Duckdb Basic | Whanhee Cho

Overview

This post covers the basic concepts of DuckDB and the reasons behind its popularity. It is based on my review of DuckDB blog post, “Why DuckDB?”.

Why DuckDB?

DuckDB is fast

DuckDB is an OLAP-centered database using SQL. OLAP stands for Online Analytical Processing, which focuses on data analysis and data science rather than just inserting or deleting records. It excels at analyzing databases through operations like aggregation and filtering.

People choose DuckDB for OLAP primarily because it is incredibly fast. But how exactly does it achieve this speed? These are what I have understood so far.

Columnar Storage

DuckDB stores data column-wise rather than the row-wise format typically observed in traditional table storage. Usually, when we analyze a database, we apply aggregations like:

SUM(Salary)

This means we only need to consider a single column rather than entire rows. Column-wise storage directly supports this feature of OLAP, making the whole process much faster.

DuckDB has no server

Traditional databases like PostgreSQL always require a server to be running. When you download PostgreSQL and start the program, it asks for a port and a server address (such as localhost). This is for several reasons, one of which is concurrency control, allowing multiple people to access the data at the same time. Another reason is the ability to use high-performance computers or the cloud as servers, as handling many transactions simultaneously is heavy computing work that a typical laptop might not manage. In this setup, the server handles the work, and we act as the client.

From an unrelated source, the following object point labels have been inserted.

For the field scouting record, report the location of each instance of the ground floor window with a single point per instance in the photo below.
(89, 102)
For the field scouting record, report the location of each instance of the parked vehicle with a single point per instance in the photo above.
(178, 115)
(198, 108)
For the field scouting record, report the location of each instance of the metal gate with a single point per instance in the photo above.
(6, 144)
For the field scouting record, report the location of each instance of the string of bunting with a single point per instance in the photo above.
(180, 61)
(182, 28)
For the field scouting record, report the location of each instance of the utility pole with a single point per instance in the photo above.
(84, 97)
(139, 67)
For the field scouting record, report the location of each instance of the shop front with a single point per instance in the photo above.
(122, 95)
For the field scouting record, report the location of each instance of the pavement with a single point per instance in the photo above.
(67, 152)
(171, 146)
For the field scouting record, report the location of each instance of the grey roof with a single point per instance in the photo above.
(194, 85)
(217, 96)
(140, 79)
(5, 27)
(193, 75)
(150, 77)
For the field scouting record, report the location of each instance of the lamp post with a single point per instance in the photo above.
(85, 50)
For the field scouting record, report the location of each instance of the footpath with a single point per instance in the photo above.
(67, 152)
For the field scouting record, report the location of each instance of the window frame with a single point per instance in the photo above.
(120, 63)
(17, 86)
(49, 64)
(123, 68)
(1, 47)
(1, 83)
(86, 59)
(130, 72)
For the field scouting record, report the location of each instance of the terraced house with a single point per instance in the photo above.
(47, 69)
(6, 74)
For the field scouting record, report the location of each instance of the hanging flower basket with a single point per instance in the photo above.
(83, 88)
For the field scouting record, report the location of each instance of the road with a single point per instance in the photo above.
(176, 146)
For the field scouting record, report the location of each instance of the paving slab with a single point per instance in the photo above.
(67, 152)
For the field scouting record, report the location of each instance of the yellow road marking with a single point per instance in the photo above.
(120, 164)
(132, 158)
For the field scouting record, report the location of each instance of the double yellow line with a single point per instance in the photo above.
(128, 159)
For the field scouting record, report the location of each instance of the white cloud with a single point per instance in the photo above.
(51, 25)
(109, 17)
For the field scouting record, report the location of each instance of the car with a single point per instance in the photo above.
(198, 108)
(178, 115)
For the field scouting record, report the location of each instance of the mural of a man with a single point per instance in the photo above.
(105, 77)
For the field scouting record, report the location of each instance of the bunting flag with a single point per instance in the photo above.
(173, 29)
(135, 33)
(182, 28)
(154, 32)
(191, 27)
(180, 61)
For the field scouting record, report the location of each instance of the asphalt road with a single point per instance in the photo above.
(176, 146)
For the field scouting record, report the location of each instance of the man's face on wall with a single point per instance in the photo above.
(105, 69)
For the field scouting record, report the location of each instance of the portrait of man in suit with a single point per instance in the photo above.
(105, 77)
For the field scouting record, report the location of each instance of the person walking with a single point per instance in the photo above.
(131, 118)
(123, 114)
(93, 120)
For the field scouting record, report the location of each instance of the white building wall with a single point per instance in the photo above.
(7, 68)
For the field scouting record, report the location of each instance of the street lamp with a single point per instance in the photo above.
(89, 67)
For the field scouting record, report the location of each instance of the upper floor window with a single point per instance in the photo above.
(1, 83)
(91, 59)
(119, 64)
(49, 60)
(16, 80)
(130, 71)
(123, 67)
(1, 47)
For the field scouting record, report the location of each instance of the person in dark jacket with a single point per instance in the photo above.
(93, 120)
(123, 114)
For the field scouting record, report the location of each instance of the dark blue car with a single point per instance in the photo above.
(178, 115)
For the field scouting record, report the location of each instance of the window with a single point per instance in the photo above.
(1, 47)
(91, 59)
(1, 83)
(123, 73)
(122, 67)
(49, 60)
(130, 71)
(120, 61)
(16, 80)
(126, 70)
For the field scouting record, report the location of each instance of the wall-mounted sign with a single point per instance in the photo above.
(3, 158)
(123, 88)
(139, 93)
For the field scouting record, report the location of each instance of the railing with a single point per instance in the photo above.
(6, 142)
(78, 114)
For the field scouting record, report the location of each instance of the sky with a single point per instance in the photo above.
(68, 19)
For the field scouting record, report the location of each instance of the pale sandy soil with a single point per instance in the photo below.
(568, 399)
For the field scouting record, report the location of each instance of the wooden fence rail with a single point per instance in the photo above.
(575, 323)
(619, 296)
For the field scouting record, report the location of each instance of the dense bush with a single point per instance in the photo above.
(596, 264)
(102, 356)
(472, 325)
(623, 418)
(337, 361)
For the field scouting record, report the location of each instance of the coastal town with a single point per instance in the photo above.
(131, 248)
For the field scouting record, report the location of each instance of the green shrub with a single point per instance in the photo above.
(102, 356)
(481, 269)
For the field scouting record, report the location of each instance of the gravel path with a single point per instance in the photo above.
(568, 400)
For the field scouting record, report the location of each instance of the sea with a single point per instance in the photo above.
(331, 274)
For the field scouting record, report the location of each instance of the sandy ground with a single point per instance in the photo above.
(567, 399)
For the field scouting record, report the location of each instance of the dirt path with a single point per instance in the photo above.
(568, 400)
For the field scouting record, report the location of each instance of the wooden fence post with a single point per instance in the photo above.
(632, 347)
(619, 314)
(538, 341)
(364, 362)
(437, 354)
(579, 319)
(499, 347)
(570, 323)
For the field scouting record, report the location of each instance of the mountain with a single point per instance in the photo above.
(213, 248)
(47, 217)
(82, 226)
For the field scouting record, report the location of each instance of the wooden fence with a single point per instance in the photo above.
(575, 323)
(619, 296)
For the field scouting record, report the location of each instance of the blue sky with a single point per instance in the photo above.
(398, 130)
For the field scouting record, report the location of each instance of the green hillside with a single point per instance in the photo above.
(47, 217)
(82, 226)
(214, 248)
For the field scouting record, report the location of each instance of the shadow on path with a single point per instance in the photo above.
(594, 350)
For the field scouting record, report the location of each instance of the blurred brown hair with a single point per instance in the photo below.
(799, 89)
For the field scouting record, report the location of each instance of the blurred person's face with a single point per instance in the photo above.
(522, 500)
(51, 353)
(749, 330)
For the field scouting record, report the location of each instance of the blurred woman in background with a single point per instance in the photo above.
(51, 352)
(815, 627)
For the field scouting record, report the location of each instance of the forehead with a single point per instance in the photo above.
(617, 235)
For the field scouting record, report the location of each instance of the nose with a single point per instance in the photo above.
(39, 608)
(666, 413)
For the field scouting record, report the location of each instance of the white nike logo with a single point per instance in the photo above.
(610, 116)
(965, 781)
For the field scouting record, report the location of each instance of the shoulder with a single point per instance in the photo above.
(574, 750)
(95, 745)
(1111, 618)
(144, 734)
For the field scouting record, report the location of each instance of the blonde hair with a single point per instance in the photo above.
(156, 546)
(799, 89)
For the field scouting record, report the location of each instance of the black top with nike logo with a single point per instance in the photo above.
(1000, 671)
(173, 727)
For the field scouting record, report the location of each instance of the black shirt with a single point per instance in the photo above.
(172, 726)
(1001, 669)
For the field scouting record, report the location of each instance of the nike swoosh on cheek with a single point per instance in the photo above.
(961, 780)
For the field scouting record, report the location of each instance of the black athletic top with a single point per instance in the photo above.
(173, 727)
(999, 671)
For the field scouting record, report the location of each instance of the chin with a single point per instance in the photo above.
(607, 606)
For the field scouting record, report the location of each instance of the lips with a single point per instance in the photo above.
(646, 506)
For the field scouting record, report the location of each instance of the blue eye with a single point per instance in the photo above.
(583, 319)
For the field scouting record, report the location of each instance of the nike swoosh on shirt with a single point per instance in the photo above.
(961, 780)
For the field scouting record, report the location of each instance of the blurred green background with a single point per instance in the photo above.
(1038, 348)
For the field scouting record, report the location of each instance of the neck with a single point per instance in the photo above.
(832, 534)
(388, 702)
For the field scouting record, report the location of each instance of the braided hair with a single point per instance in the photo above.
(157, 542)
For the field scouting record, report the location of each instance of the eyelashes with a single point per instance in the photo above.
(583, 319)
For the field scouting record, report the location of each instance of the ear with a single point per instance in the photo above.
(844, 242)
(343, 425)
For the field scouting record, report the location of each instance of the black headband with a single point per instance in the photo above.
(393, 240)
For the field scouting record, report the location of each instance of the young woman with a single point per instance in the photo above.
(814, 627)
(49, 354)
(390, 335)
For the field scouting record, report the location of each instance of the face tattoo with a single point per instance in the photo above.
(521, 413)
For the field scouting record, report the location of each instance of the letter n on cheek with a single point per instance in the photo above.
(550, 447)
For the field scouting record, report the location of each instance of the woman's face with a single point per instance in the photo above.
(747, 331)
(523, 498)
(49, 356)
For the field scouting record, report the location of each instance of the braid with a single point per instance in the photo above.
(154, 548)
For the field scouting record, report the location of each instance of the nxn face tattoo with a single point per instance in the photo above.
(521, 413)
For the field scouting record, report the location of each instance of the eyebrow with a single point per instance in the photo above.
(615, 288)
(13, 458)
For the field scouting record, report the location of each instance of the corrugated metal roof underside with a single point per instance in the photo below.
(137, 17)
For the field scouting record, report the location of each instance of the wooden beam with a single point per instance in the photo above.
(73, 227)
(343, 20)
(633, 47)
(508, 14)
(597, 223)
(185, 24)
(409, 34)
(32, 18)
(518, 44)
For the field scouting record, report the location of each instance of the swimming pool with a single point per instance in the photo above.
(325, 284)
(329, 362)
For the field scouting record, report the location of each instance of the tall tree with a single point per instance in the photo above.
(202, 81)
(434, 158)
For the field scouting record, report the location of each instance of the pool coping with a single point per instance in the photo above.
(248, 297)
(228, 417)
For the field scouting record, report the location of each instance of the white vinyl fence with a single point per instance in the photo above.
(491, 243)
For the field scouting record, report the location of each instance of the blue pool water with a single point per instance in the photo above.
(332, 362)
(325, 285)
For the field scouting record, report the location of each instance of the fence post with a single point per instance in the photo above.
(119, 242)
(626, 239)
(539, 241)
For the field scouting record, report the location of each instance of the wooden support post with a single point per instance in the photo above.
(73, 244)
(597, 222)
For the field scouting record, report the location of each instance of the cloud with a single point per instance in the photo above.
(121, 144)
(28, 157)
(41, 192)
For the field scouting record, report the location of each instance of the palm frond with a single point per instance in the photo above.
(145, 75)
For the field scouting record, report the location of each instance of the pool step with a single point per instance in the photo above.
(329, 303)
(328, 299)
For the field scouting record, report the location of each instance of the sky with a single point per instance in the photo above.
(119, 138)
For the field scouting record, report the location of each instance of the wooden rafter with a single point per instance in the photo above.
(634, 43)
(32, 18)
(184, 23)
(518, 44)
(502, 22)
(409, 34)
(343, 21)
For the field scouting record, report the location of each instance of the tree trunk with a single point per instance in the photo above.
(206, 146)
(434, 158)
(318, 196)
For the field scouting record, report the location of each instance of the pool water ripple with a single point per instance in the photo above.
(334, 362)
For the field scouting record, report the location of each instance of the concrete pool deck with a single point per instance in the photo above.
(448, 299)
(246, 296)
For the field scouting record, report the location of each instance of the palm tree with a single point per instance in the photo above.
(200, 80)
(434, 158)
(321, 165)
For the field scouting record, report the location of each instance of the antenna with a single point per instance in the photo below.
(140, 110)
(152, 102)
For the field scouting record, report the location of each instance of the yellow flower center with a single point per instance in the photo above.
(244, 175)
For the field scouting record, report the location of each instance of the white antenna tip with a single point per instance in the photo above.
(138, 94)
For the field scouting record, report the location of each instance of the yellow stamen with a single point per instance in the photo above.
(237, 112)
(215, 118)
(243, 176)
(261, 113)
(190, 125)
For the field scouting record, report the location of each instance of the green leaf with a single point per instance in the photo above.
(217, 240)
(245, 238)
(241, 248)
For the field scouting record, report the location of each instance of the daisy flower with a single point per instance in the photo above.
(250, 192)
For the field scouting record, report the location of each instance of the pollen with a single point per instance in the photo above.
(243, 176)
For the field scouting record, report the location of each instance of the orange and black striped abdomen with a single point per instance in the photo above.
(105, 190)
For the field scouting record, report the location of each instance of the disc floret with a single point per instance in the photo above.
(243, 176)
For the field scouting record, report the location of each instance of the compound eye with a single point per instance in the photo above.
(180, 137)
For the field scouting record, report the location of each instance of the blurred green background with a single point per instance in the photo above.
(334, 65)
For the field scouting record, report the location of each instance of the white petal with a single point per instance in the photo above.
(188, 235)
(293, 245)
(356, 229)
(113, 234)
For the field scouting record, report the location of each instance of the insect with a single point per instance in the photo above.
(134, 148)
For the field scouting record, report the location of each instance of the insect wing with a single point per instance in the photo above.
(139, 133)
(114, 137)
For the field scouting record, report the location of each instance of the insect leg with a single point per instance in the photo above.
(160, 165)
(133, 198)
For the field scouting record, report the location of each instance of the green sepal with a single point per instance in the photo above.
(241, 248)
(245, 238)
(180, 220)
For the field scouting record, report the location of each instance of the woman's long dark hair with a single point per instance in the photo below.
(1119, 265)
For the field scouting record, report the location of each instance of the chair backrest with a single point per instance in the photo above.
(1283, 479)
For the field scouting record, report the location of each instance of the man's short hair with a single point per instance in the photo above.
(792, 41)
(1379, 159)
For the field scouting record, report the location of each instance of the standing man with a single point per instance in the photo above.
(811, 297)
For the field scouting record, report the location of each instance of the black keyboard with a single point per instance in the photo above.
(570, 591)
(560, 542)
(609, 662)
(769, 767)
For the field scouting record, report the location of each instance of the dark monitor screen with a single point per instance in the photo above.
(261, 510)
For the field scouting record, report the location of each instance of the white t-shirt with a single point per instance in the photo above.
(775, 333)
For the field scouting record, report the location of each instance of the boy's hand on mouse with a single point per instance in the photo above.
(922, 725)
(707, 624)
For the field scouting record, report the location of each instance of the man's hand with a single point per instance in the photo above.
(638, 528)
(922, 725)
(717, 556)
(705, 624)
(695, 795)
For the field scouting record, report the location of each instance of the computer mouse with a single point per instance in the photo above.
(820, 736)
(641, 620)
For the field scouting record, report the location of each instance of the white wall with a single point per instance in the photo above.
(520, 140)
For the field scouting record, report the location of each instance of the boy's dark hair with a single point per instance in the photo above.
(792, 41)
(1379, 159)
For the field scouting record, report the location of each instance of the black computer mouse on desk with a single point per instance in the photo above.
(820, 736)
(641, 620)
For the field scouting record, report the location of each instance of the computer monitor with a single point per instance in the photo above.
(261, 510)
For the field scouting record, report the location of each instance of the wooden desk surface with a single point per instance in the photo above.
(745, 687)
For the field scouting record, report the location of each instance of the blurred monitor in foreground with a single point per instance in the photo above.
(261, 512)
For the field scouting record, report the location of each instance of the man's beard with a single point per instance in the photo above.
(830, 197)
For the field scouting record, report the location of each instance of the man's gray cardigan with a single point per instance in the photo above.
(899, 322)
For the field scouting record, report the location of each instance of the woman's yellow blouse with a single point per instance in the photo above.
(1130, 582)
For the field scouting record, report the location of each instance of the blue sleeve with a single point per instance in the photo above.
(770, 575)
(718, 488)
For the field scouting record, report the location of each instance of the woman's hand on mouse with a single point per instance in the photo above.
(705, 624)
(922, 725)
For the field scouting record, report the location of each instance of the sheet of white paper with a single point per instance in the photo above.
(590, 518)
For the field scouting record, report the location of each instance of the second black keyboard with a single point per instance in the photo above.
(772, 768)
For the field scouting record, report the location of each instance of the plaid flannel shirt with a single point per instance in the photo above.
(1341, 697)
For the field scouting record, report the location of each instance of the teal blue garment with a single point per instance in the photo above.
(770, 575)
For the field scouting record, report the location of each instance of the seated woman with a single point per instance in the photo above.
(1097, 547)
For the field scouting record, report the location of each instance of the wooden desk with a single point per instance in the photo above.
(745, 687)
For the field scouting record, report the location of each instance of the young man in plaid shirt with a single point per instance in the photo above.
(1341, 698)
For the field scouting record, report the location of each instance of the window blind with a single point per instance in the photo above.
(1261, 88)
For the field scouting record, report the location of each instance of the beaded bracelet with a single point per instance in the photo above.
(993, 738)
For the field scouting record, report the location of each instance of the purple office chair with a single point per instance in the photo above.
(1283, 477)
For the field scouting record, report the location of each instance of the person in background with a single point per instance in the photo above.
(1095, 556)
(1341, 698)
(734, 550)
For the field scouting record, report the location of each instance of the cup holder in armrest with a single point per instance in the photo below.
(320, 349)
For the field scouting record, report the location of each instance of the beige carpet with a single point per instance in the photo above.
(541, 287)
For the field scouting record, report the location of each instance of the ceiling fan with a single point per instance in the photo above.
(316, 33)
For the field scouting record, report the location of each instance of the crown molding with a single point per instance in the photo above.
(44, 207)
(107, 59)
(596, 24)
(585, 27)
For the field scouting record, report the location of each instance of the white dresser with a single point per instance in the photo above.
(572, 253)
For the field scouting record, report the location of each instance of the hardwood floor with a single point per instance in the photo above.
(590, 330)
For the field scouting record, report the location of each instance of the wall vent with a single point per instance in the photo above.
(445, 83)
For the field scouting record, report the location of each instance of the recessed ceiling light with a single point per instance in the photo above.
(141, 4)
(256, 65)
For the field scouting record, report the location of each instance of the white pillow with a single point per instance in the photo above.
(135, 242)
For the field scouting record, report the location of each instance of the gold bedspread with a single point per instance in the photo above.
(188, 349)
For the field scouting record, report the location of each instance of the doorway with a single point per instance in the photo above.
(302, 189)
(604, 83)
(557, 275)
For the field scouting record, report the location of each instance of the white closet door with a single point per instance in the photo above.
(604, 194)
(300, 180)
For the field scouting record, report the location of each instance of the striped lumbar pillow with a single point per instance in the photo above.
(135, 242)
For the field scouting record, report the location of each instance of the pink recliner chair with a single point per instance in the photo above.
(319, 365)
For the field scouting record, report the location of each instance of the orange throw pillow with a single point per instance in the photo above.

However, since DuckDB is an OLAP database, we often don’t need this server because we are less concerned with heavy concurrency control. One thing to note is that this also means DuckDB isn’t primarily built for BIG data in the same way because it doesn’t use a server, it depends on the user’s local environment. To address this, DuckDB developers provide cool algorithms like Out-of-core Processing and leverage MotherDuck, the cloud version of DuckDB. Of course, for massive amounts of data, Apache Spark, Google BigQuery, or Snowflake are still used for OLAP jobs.

Convenient file process

My experience is heavily centered on OLTP, such as PostgreSQL. In that environment, we usually had to load a CSV file into the database first and then run SQL queries. However, with DuckDB, users can easily run SQL queries directly on CSV files without moving them into the database.

Next Steps

Execute simple queries over DuckDB in Python
Deep dive into the core algorithms (e.g., Vectorized Execution, Out-of-core Processing)